Si tratta di finalità solo apparentemente ovvie, e altrettanto apparentemente di problematiche già risolte dalle discipline vigenti, che intervengono nel settore in maniera frammentaria e disorganica anche riguardo alle risorse finanziarie pubbliche a esso destinate.
Mentre si continua a celebrare il « gigantismo » culturale dell'Italia, talvolta anche con riferimenti, citazioni e calcoli irreali, la legislazione italiana non mette a disposizione della creatività e della cultura strumenti finanziari, normativi e organizzativi efficaci e adeguati ai bisogni del sistema produttivo e delle imprese della cultura e della creatività; né si sono mai gettate le basi di una politica industriale per il suo sviluppo.

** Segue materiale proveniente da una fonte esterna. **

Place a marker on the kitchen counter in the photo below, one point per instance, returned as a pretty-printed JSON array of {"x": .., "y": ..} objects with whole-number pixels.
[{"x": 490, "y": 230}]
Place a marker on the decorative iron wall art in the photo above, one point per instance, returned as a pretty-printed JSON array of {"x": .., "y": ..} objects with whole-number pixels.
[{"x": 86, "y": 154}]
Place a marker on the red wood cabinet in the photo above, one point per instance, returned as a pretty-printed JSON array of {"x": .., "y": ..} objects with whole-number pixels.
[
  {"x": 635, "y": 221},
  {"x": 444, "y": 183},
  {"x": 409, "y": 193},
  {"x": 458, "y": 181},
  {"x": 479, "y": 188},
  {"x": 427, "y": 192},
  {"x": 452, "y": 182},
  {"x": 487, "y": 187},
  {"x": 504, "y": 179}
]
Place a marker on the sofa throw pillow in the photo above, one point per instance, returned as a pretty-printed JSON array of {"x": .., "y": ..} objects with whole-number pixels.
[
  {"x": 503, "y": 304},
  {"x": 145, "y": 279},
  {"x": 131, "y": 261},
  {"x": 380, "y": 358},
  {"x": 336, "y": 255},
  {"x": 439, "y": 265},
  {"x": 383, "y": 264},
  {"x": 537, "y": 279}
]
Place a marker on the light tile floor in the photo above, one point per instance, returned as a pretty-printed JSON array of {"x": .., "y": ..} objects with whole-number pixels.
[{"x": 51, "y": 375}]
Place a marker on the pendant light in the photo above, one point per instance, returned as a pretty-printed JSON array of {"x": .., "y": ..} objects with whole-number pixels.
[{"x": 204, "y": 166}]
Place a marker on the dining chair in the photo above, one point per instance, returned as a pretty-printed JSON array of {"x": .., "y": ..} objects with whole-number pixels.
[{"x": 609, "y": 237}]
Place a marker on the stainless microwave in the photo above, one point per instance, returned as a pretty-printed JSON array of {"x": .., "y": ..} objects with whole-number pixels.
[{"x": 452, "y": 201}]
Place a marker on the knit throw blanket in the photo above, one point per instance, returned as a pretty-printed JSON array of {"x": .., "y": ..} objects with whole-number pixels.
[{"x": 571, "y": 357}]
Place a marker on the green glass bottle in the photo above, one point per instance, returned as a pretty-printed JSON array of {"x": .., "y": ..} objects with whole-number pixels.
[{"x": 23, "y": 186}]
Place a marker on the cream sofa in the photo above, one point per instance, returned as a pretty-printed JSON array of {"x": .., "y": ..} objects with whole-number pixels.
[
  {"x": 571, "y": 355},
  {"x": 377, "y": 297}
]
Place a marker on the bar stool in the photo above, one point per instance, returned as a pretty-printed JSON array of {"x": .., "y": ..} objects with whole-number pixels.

A questo limite della legislazione nazionale, le imprese del settore (che peraltro come noto sono molto spesso micro o piccole imprese) hanno pagato e pagano un prezzo altissimo in termini di competitività, di mortalità e di abbandono nel campo aperto di mercati che richiedono anche di confrontarsi con soggetti la cui forza contrattuale ed economica è esponenzialmente maggiore. Esse pagano frequentemente anche l'impossibilità di essere ricomprese nel settore di attività al quale appartengono e perciò di avvalersi delle risorse e degli interventi pubblici a disposizione del comparto o di accedere a bandi e gare a causa di meccanismi, strumenti e informazioni insufficienti o inadeguati o difformi per la loro stessa individuazione. Sappiamo, ad esempio, come il sistema dei codici ATECO applicato al settore culturale e creativo assai spesso non permetta di individuare chiaramente l'appartenenza delle imprese al proprio comparto produttivo a causa delle complessità, della molteplicità o delle difformità delle attività svolte dalle imprese medesime, che non concordano con un sistema di classificazione rigido. Un problema che ha, tra l'altro, prodotto l'impossibilità per molte di queste aziende e professionisti di accedere agli aiuti erogati dallo Stato durante l'emergenza conseguente all'epidemia da COVID-19.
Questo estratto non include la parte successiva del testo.